I had just finished the book the day before while lying on my bed covering my ears from Elle hurrying me up--she wanted to talk about Hawaii. (The last two pages of a book are crucial to your overall feeling of it. Don't let people ruin it for you.) Not only had "In Cold Blood" made me cry two distinct times, but I didn't exactly stop thinking about it since I had picked it up.

The next day, yesterday, I was ringing someone up while asking a fellow employee what he was reading. I like to try and include customers into the conversation, otherwise they get huffy and puffy about standing around as if in my living room while I completely ignore them and talk to the more amiable people in my life: the baggers. So I asked the middle-aged man in front of me, "Are you reading anything right now?" To which he said "no" but reciprocated the question.


"Yes, I just finished 'In Cold Blood' now I'm reading 'Wuthering Heights.' Have you read 'In Cold Blood'?" I asked.


"Yeah, I have. I was good."

"I loved it."

"My dad lived in Kansas City."


"What? Really? That's crazy!"

"Yeah and he knew the, what was their name? The people who got killed. The Clutters."

"He knew the Clutters."


"Yeah."

"Your dad knew the Clutters, Herb Clutter?"


"Yeah."


I was shocked and he acted like it was completely normal. Now, he most definitely could have been blowing smoke up my ass because, let's face it, some real freaks come into that store. (Just today a man named Hector came in, shook his hips, and sang a few bars to me and two other girls then carried on to do his shopping.) But I chose to believe he was telling the truth.

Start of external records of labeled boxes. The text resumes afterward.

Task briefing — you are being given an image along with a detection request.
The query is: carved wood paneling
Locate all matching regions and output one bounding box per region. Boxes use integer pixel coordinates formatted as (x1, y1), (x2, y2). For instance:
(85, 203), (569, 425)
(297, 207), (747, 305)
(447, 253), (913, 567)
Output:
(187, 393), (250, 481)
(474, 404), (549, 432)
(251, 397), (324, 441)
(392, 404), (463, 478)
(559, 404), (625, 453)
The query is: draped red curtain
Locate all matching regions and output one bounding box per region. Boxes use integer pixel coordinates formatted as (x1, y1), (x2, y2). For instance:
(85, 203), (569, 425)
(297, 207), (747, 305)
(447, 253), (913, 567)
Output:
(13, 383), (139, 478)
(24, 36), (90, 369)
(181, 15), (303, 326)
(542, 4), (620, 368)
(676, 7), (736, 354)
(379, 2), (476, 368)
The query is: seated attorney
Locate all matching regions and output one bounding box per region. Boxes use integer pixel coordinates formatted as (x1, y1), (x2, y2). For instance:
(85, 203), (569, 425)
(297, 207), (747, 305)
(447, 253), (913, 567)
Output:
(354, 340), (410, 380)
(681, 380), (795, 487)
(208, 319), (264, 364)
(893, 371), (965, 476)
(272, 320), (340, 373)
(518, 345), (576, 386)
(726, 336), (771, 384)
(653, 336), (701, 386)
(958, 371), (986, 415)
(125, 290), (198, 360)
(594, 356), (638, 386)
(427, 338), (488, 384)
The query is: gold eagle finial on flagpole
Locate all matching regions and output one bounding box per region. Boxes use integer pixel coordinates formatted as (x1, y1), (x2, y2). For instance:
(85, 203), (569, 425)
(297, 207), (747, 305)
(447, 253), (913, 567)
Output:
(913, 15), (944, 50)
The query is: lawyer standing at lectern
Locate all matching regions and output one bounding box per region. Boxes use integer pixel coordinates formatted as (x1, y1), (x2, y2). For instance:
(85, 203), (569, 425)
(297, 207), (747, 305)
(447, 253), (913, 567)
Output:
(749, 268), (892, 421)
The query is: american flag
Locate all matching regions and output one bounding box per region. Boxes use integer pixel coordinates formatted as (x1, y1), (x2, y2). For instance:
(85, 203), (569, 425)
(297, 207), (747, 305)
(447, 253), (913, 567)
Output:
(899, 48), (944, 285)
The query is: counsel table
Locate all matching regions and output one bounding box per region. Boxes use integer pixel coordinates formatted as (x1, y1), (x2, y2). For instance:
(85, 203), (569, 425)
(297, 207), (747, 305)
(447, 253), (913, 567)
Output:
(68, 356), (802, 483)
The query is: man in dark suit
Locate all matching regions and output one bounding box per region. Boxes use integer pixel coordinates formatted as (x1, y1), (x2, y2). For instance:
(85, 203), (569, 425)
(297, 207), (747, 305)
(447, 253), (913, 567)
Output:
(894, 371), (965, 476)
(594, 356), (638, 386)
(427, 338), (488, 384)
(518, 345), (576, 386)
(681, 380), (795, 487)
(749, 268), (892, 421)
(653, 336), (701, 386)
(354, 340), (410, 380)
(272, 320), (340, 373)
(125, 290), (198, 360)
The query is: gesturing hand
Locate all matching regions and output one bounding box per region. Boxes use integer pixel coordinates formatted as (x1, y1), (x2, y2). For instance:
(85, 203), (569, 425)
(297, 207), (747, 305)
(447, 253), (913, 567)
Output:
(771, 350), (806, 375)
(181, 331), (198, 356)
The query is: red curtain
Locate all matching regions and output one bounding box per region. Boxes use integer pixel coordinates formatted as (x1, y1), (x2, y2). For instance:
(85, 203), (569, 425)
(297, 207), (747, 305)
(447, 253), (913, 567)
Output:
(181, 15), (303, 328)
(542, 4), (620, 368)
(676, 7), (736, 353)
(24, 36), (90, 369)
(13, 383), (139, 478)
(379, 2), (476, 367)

If you still can't understand what a big deal this was to me, imagine this. You just finished reading "The Fountainhead" by Ayn Rand. It took up most of your time and now it's all you think about. You are recommending the book to everyone. Then you recommend it to one more person and that person tells you, "Oh yeah, my mom went to school with Howard Roark and was neighbors with Dominique Francon." Or, let's see if you need a more pliable situation. You just finish the "Twilight" series and someone tells you his uncle knows Edward Cullen. Wouldn't that blow your mind?


The most disheartening moment when reading a book is knowing you can never meet the characters. I guess it's a little different when the story is true.